I am trying to select from the data frame df
the rows that match a list of keys IDs
.
df.loc[IDs]
In rare cases they keys are not contained in the DataFrame and a KeyError is thrown:
KeyError: "None of [['001U000001c6OczIAE' '001U000000fgVR9IAM' '0015800000ecNcjAAE'\n '001U000000fgVRDIA2']] are in the [index]"
Can I easily get to the list of missing keys from that exception?
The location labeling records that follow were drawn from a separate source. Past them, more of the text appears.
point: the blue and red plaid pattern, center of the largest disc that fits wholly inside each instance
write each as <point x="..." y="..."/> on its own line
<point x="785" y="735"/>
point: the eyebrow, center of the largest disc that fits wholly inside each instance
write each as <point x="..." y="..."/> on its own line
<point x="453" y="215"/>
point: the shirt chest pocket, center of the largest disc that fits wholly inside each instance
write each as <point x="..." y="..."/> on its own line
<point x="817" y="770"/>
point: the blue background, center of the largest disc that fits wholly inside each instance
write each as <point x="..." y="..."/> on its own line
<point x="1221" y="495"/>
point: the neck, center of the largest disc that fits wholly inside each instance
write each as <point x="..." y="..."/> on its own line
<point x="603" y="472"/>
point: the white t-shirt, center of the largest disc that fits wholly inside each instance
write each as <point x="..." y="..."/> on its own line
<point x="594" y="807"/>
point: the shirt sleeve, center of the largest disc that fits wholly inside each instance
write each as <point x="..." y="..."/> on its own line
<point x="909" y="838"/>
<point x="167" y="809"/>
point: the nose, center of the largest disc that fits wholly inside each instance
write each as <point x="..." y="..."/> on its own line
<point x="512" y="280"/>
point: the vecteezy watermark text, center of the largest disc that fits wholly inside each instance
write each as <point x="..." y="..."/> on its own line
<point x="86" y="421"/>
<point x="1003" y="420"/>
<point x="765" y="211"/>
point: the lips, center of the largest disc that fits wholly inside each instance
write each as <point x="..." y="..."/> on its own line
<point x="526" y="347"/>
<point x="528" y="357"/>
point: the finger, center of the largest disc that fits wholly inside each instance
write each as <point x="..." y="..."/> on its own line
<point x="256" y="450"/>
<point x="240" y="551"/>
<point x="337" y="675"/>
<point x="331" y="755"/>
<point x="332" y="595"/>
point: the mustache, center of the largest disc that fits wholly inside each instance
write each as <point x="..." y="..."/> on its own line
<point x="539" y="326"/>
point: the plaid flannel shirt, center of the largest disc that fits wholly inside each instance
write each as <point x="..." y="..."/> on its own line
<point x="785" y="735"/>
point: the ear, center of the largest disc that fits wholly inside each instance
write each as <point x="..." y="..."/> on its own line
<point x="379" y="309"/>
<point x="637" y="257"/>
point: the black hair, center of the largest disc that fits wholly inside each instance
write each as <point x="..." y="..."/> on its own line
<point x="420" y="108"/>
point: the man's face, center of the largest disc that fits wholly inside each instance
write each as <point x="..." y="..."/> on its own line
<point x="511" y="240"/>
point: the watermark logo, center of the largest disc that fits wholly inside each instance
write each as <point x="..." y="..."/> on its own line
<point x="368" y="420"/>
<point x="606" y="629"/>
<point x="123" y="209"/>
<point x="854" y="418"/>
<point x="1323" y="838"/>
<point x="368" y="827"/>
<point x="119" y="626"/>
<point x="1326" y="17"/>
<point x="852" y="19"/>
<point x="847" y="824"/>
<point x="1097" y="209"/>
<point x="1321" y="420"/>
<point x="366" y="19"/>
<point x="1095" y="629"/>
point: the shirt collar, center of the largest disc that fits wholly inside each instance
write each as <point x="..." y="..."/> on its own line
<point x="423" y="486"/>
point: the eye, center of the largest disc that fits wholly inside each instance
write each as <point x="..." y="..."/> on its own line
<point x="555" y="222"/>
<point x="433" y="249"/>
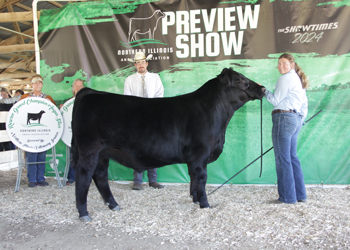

Would it be better/cleaner/more pythonic to not do this by exception handling?
Without more info it looks like you may have forgotten a step- have you set your index to the Salesforce ID (assuming that's what it is)?
For example (random data):
df
a account
0 1 abc
1 3 abc
2 5 abc
3 7 def
4 7 def
5 34 gf
6 3 hj
7 24 hj
lis = ['abc', 'hj']
df.loc[lis]
KeyError: "None of [['abc', 'hj']] are in the [index]"
For pandas versions prior to 0.21.0
After setting index:
df.set_index('account').loc[lis]
a
account
abc 1
abc 3
abc 5
hj 3
hj 24
Missing values should not throw an error, rather np.nan
value:
lis = ['abc', 'hj', 'j']
df.set_index('account').loc[lis]
a
account
abc 1.0
abc 3.0
abc 5.0
hj 3.0
hj 24.0
j NaN
For pandas versions 0.21.0+
You will need to instead use the dataframe method reindex()
. With reindex, however, you will not be able to have duplicates in the index (so my example above will not work without some deduplication):
df.set_index('account')\
.groupby(level=0).first()\ # de-duplicate index here
.reindex(lis2)
a
account
abc 1.0
hj 3.0
j NaN
Unfortunately using reindex()
after deduplicating there is data loss if you're trying to continue working with the dataframe. Regardless, this is probably not the best way to find identifiers missing from your dataframe.